There are other ways to steal that are not mentioned in this list. Some of these examples are at the individual school level; others at the national level. But these forms of corruption do not exist in a vacuum and must be examined in tandem, as corruption at each level of the bureaucracy influences corruption at other levels. The less money a school receives from the Ministry of Education, the more its teachers and administrators must be entrepreneurial, so to speak, to make up for the deficit. Leakage throughout the system creates mistrust and anger among parents, who have to scrape together money for school fees that shouldn’t exist in the first place. And, at the end of it all, ones on the losing end of it all are the students, who receive a sub-par education, if they are lucky enough to afford one at all.

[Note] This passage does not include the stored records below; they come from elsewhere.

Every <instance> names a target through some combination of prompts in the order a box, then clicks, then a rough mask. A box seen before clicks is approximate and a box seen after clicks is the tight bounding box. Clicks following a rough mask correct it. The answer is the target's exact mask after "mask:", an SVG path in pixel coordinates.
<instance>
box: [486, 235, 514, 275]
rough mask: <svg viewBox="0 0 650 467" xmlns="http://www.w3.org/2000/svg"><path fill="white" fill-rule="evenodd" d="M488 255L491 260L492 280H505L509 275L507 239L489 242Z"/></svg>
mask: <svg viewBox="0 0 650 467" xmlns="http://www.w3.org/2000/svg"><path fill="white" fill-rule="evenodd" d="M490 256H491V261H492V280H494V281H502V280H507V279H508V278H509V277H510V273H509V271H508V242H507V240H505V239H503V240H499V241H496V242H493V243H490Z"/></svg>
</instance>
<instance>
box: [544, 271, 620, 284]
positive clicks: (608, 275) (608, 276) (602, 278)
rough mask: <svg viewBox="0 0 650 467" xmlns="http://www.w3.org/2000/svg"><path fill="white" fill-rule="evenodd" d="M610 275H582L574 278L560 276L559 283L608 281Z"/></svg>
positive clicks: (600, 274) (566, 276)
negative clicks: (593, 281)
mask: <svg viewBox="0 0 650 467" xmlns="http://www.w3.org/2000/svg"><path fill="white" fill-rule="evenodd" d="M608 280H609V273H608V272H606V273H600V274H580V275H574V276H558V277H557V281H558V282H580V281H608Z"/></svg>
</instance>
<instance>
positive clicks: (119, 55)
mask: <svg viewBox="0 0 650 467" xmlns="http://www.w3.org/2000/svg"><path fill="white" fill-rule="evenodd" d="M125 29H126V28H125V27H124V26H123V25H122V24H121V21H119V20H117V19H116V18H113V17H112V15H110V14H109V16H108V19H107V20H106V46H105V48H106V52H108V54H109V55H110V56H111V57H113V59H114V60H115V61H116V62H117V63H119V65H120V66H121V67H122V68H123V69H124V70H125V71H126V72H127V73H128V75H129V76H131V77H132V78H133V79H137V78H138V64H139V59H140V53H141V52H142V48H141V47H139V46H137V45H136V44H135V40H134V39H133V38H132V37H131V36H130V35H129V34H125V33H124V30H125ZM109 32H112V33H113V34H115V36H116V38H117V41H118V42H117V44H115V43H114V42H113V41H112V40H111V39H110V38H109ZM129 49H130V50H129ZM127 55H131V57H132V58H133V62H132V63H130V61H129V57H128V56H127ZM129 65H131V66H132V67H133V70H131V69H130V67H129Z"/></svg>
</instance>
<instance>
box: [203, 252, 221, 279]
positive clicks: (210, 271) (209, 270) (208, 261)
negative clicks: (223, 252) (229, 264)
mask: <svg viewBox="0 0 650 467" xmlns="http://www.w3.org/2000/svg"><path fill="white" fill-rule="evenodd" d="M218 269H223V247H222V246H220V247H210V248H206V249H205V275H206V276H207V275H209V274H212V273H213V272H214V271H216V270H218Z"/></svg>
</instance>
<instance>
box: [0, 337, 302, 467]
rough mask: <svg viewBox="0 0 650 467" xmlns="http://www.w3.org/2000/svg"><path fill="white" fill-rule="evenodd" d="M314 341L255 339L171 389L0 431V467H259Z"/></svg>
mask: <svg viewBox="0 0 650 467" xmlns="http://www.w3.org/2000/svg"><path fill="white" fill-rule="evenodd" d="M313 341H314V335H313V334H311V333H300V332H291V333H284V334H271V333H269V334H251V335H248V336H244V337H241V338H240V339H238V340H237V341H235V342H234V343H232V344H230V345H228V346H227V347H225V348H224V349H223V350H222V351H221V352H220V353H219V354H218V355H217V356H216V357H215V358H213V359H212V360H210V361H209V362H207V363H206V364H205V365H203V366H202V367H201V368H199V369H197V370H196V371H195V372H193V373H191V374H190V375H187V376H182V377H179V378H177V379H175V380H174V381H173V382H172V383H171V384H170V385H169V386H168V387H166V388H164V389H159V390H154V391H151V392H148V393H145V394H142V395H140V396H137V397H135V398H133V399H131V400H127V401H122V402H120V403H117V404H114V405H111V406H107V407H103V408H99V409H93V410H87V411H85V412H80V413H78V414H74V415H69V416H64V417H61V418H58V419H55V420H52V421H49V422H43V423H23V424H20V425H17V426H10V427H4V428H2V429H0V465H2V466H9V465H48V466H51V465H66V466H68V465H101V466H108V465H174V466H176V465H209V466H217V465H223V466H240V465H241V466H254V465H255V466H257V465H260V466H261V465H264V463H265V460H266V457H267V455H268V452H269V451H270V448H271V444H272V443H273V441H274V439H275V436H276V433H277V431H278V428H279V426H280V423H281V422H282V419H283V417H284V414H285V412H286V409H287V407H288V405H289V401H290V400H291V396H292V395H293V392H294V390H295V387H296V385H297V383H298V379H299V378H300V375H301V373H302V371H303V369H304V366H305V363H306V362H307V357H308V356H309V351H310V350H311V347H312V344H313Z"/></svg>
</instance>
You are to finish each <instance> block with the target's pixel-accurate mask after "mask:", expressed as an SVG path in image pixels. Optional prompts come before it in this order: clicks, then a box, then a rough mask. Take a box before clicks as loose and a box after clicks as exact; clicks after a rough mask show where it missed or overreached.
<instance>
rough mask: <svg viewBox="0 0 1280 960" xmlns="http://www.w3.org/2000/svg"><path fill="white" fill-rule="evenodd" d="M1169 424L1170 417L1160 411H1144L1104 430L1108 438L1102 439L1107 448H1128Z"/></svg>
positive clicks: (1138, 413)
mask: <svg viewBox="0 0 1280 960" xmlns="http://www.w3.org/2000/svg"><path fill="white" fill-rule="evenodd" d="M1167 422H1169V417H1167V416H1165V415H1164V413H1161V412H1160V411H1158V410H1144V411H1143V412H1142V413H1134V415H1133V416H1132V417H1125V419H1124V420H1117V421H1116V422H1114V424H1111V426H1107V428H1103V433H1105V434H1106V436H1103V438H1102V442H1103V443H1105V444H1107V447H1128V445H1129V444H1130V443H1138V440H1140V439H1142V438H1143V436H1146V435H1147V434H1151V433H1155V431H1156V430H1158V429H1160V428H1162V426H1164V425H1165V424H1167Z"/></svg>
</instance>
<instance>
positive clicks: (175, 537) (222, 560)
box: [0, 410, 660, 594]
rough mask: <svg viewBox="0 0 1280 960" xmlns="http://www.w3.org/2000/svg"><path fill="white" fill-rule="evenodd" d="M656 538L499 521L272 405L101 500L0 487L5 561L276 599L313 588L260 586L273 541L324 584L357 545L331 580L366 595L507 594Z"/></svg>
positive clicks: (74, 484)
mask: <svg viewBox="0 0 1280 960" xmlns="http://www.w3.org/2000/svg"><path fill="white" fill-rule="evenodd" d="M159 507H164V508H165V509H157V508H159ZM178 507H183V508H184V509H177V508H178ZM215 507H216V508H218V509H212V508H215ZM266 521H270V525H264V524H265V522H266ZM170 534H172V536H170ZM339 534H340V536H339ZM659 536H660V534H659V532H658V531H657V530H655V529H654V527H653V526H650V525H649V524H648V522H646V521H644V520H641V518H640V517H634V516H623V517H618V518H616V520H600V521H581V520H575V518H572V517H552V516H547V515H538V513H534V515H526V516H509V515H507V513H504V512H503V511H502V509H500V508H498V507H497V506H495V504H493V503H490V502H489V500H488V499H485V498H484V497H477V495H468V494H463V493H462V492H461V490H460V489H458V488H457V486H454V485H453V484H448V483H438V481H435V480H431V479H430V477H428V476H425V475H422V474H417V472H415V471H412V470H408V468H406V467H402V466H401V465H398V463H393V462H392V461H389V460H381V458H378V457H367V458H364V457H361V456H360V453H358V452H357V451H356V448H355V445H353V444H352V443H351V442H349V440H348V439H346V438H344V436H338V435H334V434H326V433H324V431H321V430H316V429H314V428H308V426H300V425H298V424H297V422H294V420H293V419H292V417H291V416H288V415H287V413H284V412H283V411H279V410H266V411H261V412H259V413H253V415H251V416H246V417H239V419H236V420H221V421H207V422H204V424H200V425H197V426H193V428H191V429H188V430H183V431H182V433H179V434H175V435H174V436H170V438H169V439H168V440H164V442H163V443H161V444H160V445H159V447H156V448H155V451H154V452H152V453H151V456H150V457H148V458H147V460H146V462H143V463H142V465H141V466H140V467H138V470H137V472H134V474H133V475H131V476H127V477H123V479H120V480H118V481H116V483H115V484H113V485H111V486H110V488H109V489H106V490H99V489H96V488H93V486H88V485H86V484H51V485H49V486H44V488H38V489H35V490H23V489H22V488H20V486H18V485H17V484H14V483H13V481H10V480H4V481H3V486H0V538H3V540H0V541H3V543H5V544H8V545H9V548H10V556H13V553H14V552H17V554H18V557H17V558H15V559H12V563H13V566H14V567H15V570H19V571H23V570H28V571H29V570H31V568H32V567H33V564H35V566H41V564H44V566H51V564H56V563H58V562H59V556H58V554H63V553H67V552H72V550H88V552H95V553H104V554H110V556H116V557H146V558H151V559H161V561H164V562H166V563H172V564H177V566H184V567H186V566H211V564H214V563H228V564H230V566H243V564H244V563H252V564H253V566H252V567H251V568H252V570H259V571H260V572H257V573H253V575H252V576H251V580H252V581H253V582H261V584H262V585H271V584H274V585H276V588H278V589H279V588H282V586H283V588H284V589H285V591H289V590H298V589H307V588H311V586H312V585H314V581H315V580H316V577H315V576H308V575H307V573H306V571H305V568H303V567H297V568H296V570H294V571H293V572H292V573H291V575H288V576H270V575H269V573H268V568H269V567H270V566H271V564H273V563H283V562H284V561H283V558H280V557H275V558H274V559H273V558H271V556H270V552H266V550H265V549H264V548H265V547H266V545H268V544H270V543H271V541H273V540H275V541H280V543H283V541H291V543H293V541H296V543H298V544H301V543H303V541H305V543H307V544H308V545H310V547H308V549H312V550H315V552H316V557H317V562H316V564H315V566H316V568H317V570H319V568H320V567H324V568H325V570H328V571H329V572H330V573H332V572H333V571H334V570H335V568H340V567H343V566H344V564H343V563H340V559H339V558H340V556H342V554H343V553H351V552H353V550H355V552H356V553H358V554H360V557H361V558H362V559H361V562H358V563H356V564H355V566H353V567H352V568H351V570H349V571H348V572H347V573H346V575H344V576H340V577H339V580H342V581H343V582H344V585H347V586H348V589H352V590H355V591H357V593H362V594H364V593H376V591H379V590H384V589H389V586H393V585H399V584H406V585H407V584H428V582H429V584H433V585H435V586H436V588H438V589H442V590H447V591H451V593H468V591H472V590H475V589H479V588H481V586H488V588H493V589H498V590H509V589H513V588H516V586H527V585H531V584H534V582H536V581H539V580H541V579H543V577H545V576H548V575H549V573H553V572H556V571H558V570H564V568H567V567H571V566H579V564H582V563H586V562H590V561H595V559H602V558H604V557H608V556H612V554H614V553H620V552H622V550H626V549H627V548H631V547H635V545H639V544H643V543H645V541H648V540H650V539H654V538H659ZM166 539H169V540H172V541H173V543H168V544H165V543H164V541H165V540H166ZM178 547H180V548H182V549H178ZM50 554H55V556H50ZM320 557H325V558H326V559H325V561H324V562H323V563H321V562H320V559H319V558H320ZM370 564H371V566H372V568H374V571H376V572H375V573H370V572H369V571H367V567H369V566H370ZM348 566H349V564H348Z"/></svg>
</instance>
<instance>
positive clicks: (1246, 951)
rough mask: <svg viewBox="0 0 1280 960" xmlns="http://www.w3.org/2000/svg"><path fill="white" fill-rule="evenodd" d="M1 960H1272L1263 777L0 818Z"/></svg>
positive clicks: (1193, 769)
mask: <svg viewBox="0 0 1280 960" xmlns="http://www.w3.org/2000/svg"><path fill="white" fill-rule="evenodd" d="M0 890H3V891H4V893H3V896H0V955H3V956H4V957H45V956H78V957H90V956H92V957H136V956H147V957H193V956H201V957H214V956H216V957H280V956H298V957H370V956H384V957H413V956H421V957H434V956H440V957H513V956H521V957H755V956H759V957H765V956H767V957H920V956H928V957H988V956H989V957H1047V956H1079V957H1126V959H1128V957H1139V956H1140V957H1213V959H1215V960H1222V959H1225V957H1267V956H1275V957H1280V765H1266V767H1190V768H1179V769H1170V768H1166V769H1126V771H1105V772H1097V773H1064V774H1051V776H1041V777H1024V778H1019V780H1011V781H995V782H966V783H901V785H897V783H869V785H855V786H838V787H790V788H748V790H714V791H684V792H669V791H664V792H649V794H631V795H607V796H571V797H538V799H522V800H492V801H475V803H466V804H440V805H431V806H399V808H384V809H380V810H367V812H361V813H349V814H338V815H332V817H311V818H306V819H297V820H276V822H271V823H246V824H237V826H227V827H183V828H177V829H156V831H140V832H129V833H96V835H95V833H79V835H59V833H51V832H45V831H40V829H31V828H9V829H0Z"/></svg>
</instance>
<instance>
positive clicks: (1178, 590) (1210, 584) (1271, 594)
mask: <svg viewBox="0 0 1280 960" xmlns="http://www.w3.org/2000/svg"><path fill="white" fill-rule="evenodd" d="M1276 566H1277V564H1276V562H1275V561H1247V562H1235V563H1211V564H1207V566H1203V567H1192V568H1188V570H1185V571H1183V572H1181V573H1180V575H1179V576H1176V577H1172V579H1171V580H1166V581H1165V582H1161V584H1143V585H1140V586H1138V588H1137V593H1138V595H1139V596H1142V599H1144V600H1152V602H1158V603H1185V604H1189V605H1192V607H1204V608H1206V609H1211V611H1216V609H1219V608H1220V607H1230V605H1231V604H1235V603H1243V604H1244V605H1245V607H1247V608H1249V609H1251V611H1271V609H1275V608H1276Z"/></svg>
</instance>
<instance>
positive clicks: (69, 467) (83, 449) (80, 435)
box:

Ghana is an interesting one, however. When I speak with other Africans, be it from Nigeria, Kenya, Zimbabwe, or another country, they all have much respect for Ghana and the government it has created. In 2010, Ghana scored 4.1 on the CPI, or 68th out of 178. It has had a track record of successful democratic elections for the last twenty years or so, after Jerry Rawlings, a former fighter pilot for the Ghanaian military, took control by force in a coup in 1979, ruled the country as a military dictator until 1992, and because the first (and second) democratically-elected leader of the republic he created, stepping down willingly in 2000. His party, the NDC, lost in a free and fair election, turning the reigns over to the MPP until 2008, when the NDC reclaimed the thrown, again in a free and fair election. It is unclear if the success of Ghana’s democracy is the reason for its high level of economic development, or vice versa, but it is certain that these two factors have given the people a voice that can express its frustrations with corruption loudly and openly. It is no surprise that the country ranks so high on the Corruption Perception Index.